The hero was the veriest chameleon, inasmuch as he took his colour from the last book Miss Sleaford had been reading. Sometimes he was Ernest Maltravers, the exquisite young aristocrat, with violet eyes and silken hair. Sometimes he was Eugene Aram, dark, gloomy, and intellectual, with that awkward little matter of Mr. Clarke's murder preying upon his mind. At another time he was Steerforth, selfish and haughty and elegant, Sometimes, when the orphans were asleep. Miss Sleaford let down her long black hair before the little looking-glass, and acted to herself in a whisper. She saw her pale face, awful in the dusky glass, her lifted arms, her great black eyes, and she fancied herself dominating a terror-stricken pit. Sometimes she thought of leaving friendly Mr. Raymond, and going up to London with a five-pound note in her pocket, and coming out at one of the theatres as a tragic actress. She would go to the manager, and tell him that she wanted to act. There might be a little difficulty at first, perhaps, and he would be rather inclined to be doubtful of her powers; but then she would take off her bonnet, and let down her hair, and would draw the long tresses wildly through her thin white fingers – so; she stopped to look at herself in the glass as she did it, – and would cry, "I am not mad; this hair I tear is mine!" and the thing would be done. The manager would exclaim, "Indeed, my dear young lady, I was not prepared for such acting as this. Excuse my emotion; but really, since the days of Miss O'Neil, I don't remember to have witnessed anything to equal your delivery of that speech. Come to-morrow evening and play Constance. You don't want a rehearsal? – no, of course not; you know every syllable of the part. I shall take the liberty of offering you fifty pounds a night to begin with, and I shall place one of my carriages at your disposal." Isabel had read a good many novels in which timid young heroines essay their histrionic powers, but she had never read of a dramatically-disposed heroine who had not burst forth a full-blown Mrs. Siddons without so much as the ordeal of a rehearsal.

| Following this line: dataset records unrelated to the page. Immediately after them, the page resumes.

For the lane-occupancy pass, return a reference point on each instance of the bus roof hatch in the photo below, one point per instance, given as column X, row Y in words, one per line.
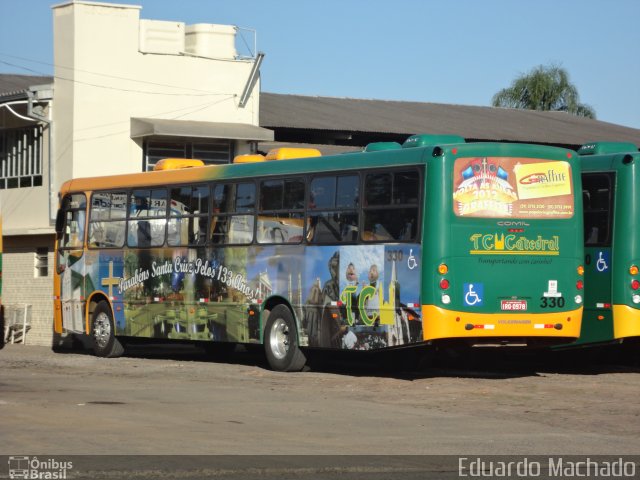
column 425, row 140
column 177, row 163
column 378, row 146
column 286, row 153
column 601, row 148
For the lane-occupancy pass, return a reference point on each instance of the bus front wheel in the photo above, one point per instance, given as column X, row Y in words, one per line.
column 103, row 335
column 281, row 341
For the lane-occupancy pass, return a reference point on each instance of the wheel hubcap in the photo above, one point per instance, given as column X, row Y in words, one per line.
column 102, row 330
column 279, row 338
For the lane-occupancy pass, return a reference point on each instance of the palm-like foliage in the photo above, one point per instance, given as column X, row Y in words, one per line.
column 544, row 88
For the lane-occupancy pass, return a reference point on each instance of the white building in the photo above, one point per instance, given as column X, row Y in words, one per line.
column 125, row 93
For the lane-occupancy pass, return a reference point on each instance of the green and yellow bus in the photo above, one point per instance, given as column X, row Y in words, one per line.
column 430, row 242
column 611, row 199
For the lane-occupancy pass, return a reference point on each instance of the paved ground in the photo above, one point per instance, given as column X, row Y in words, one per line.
column 177, row 401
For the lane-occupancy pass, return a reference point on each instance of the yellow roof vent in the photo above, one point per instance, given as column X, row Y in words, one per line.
column 177, row 163
column 249, row 158
column 286, row 153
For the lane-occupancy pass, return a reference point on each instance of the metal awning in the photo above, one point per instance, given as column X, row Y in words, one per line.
column 146, row 127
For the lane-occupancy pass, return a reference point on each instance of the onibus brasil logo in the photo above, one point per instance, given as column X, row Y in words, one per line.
column 35, row 468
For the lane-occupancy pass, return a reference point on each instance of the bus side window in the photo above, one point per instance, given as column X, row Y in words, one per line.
column 332, row 215
column 391, row 206
column 281, row 211
column 107, row 220
column 598, row 208
column 232, row 218
column 188, row 216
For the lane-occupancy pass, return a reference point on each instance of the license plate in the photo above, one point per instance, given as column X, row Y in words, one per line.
column 513, row 305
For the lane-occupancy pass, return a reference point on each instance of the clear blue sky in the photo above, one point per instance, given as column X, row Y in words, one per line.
column 444, row 51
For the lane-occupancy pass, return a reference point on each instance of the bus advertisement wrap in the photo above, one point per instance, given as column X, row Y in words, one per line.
column 356, row 297
column 512, row 187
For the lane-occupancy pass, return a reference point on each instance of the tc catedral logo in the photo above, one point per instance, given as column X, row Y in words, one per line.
column 34, row 468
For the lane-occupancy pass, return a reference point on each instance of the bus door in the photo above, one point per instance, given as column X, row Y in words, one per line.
column 70, row 265
column 597, row 199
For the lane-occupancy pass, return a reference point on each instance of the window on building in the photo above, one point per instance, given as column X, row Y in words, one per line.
column 21, row 157
column 41, row 263
column 210, row 152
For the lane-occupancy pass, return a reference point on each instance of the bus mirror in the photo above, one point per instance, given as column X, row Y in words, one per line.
column 59, row 222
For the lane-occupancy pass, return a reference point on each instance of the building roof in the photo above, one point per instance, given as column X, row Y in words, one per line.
column 278, row 111
column 342, row 118
column 16, row 85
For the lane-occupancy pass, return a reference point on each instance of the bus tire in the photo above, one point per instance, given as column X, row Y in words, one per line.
column 281, row 341
column 105, row 343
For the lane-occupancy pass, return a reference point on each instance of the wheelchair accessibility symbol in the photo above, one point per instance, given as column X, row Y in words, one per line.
column 602, row 264
column 473, row 293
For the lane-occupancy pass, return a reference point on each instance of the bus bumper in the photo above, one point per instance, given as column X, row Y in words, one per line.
column 626, row 321
column 440, row 324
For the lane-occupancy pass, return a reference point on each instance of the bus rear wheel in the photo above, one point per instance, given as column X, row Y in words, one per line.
column 281, row 341
column 105, row 343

Sometimes Miss Sleaford thought that her Destiny – she clung to the idea that she had a destiny – designed her to be a poet, an L.E.L.; oh, above all she would have chosen to be L.E.L.; and in the evening, when she had looked over the children's copy-books, and practised a new style of capital B, in order to infuse a dash of variety into the next day's studies, she drew the candles nearer to her, and posed herself, and dipped her pen into the ink, and began to pour forth some melancholy plaint upon the lonely blankness of her life, or some vague invocation of the unknown prince. She rarely finished either the plaint or the invocation, for there was generally some rhythmical difficulty that brought her poetic musings to a dead lock; but she began a great many verses, and spoiled several quires of paper with abortive sonnets, in which "stars" and "streamlets," "dreams" and "fountains," recurred with a frequency which was inimical to originality or variety of style.

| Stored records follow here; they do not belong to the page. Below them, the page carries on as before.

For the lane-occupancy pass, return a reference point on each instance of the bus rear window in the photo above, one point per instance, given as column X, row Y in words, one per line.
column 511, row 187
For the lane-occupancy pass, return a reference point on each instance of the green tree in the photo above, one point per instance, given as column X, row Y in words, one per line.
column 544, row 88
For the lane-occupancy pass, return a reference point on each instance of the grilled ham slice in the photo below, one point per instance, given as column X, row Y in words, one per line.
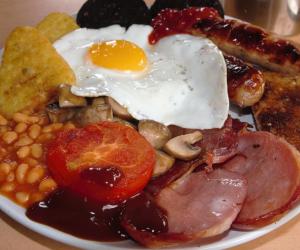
column 271, row 167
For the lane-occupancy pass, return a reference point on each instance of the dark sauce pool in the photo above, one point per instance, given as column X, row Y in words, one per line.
column 83, row 218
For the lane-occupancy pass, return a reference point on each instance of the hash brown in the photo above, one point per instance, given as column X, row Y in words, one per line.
column 279, row 109
column 30, row 72
column 56, row 25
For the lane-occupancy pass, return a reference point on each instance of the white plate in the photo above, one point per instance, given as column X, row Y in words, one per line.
column 231, row 239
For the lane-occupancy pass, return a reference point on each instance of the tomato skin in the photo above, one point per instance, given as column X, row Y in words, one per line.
column 107, row 147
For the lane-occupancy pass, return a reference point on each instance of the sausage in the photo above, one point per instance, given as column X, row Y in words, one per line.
column 245, row 83
column 250, row 43
column 234, row 37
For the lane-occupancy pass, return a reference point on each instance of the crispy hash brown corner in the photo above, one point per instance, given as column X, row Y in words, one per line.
column 31, row 71
column 56, row 25
column 279, row 109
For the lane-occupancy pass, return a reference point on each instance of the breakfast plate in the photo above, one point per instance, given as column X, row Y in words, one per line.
column 231, row 239
column 226, row 240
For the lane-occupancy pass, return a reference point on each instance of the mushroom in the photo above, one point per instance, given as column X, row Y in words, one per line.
column 181, row 147
column 155, row 133
column 118, row 109
column 66, row 99
column 98, row 101
column 94, row 114
column 126, row 123
column 57, row 114
column 163, row 163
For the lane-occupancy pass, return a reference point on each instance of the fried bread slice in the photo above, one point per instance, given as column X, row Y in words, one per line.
column 279, row 109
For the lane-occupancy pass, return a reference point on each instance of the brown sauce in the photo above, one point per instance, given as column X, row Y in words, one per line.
column 83, row 218
column 143, row 214
column 104, row 176
column 73, row 214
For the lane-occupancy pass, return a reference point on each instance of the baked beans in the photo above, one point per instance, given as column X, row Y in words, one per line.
column 24, row 177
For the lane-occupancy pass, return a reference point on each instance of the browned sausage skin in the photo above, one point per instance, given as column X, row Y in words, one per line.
column 245, row 83
column 232, row 36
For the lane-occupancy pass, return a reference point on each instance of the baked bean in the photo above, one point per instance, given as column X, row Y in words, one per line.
column 24, row 141
column 52, row 127
column 23, row 152
column 10, row 177
column 69, row 125
column 47, row 185
column 25, row 179
column 13, row 165
column 34, row 131
column 3, row 129
column 33, row 119
column 4, row 168
column 8, row 187
column 22, row 197
column 9, row 137
column 31, row 162
column 19, row 117
column 36, row 197
column 43, row 120
column 3, row 121
column 36, row 150
column 44, row 137
column 35, row 174
column 21, row 127
column 21, row 172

The poor lonely untaught child looked right and left for some anchorage on the blank sea of life, and could find nothing but floating masses of ocean verdure, that drifted her here and there at the wild will of all the winds of heaven. Behind her there was a past that she dared not look back upon or remember; before her lay the unknown future, wrapped in mysterious shadow, grand by reason of its obscurity. She was eager to push onward, to pierce the solemn veil, to tear aside the misty curtain, to penetrate the innermost chamber of the temple.